The war against the FOBS continues as the U.K Government consider capping the jackpot prizes; One Direction stars are turfed off a slot machine en route to a gig in Glasgow for not having proof of i.d.

BRITISH BOOKMAKERS FEAR JOB LOSSES OVER MORE PROPOSED LEGISLATION AIMED AT FOBS

Grow a beautiful nest egg of cash and there will always be someone else who wants to crack it open and drink it dry. Take the British Bookmaker as an example. A recent Deloitte report showed that the British Bookie was partly responsible for £2.3 billion of the U.K’s gross domestic product (GDP), and the 38,800 jobs that help create it. But that number is going to do nothing but crash and burn if the government doesn’t stop tearing it apart like a rabid bunch of hyena’s.

First came the 20% machine game duty, then came the call for the maximum wager of B2 Fixed Odds Betting Terminals (FOBTs) to be cut from £100 to £2 and now we have proposed government consultation to cap prizes at £100 instead of £500. Let leash the warring factions as the supporters of the move suggest it will help save thousands of ill-fated lives affected by gambling problems, and the Bookies believe it will put thousands of livelihoods at risk with the oft-cited deluge of lost jobs.

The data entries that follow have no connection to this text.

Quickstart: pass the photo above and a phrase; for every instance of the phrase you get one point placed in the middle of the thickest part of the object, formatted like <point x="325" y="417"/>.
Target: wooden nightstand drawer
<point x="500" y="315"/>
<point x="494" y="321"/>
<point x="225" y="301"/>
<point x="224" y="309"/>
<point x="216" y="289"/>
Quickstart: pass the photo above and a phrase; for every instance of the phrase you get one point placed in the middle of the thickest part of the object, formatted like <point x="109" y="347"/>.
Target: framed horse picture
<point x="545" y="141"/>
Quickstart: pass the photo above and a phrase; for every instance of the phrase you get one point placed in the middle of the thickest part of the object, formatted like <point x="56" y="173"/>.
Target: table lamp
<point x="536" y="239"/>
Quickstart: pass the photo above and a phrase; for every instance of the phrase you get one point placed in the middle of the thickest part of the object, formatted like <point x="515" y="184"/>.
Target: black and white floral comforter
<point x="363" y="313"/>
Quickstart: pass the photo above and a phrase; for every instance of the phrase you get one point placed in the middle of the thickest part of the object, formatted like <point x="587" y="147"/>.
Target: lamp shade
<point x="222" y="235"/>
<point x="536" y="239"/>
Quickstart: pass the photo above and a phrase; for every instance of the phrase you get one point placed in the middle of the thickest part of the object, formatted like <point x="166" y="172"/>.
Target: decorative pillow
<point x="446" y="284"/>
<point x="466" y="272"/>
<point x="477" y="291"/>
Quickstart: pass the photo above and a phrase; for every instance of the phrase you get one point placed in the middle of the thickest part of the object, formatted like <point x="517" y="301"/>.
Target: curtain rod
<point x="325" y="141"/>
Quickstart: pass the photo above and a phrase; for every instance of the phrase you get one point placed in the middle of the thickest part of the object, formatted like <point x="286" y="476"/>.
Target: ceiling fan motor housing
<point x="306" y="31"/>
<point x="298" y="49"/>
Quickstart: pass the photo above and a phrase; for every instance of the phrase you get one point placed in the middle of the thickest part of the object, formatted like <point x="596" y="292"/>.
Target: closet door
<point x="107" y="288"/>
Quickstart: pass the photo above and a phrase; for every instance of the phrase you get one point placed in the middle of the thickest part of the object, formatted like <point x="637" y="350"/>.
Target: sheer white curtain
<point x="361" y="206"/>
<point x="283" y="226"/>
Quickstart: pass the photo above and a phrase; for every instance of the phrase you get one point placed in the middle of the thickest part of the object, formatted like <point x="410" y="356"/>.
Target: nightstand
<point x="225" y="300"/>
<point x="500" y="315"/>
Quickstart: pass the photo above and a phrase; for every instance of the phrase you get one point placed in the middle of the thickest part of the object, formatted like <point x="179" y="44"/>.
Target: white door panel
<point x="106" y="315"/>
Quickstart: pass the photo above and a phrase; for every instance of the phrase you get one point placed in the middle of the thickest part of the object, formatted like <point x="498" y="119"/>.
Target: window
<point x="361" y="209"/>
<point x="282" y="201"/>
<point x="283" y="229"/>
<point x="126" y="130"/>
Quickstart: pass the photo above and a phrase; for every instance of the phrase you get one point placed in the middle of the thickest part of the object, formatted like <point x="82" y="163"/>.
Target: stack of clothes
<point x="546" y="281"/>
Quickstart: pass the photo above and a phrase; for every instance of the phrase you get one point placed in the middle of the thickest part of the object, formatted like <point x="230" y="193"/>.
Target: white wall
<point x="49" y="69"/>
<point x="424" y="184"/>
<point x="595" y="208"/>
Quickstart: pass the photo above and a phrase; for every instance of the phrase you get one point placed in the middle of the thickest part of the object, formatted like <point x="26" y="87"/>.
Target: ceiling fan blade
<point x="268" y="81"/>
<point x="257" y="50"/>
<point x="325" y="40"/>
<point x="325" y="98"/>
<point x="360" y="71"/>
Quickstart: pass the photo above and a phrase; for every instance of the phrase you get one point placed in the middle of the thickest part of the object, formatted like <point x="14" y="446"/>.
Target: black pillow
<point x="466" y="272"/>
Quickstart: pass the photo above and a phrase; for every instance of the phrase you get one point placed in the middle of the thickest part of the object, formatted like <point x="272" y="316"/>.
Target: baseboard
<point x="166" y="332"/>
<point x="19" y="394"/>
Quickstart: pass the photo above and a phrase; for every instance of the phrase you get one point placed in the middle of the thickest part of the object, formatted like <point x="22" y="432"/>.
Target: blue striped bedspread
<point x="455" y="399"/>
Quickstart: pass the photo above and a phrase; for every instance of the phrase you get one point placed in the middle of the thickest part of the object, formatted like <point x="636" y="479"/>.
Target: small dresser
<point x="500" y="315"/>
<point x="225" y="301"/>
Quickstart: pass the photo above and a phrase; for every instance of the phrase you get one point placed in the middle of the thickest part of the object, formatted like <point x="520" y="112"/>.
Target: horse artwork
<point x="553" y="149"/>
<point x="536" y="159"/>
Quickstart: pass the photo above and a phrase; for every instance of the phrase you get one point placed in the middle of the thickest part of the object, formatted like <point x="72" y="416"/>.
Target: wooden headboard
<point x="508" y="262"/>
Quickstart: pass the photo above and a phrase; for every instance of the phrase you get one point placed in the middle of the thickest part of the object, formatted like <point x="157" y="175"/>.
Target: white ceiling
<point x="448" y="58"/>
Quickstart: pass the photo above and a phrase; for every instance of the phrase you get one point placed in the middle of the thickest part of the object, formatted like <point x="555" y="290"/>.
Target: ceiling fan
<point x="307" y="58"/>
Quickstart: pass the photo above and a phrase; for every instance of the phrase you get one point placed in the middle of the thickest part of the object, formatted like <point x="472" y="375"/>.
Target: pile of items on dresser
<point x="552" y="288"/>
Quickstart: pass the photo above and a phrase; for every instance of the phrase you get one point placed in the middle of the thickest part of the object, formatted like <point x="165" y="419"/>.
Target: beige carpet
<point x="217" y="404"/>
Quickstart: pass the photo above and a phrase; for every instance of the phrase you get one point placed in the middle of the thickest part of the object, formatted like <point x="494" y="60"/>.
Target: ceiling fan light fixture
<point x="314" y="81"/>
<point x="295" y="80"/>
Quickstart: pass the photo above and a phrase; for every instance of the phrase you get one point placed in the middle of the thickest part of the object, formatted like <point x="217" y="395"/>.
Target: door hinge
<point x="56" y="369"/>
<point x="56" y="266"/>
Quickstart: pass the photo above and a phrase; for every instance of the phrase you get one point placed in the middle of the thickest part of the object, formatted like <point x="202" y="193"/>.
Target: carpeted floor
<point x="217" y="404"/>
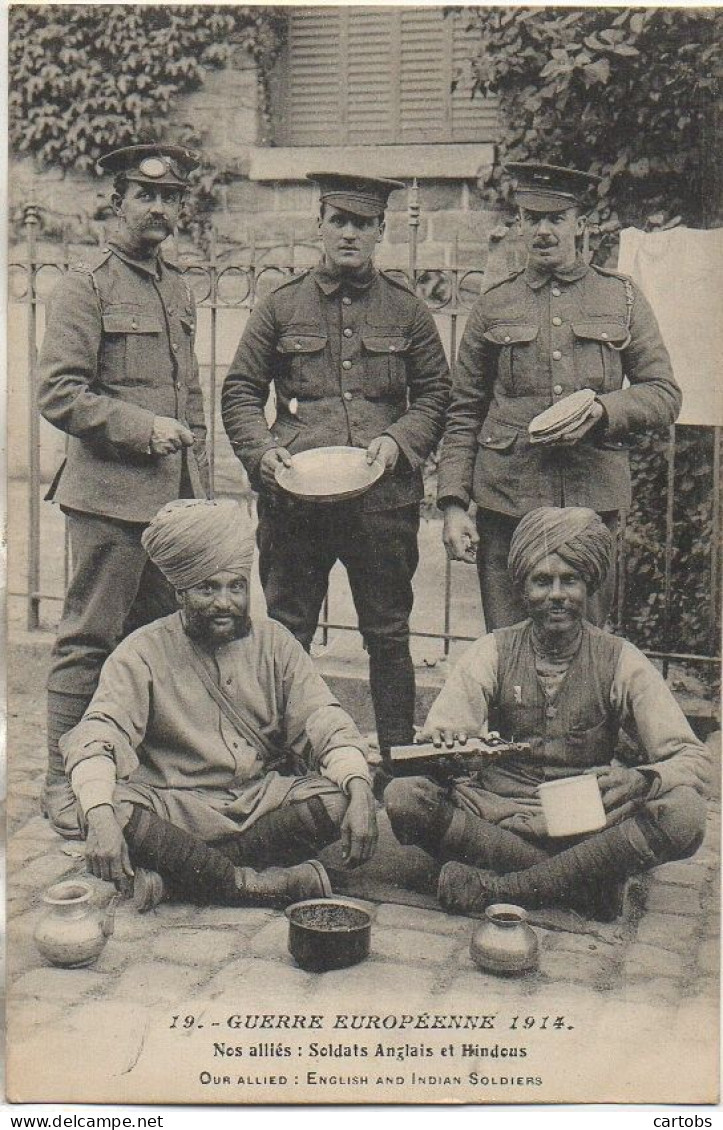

You cannot manage what you cannot measure, and without a truly robust measurement system in place, it’s hard to find any sympathy in the anti-gambling argument. There is no question that gambling can have an adverse affect on some families lives, but to what degree is largely unknown, making decisions like this seem knee-jerk, a term used by most British Bookmakers when trying to fight their own corner.

One Direction Heart Throbs Told to Stop Playing a Slot Machine

Liam Payne and Louis Tomlinson may well be members of the biggest boy band in the world, but that doesn’t mean that 29-year old Ann Fuller knows who they are.

The 2/5 of One Direction were playing on a slot machine at a service station en route to a gig in Glasgow, when the WH Smiths employee, Fuller, told them to stop playing because they had no proof of age. The calls of ‘don’t you know who they are?” from the 1D entourage falling on deaf ears.

“I was just doing my job. I’d heard of One Direction but only found out it was them when a colleague later said, “Somebody’s thrown out the most popular boy band in the world,” Said Fuller.

I get this is about as rock n roll as the 1D life gets.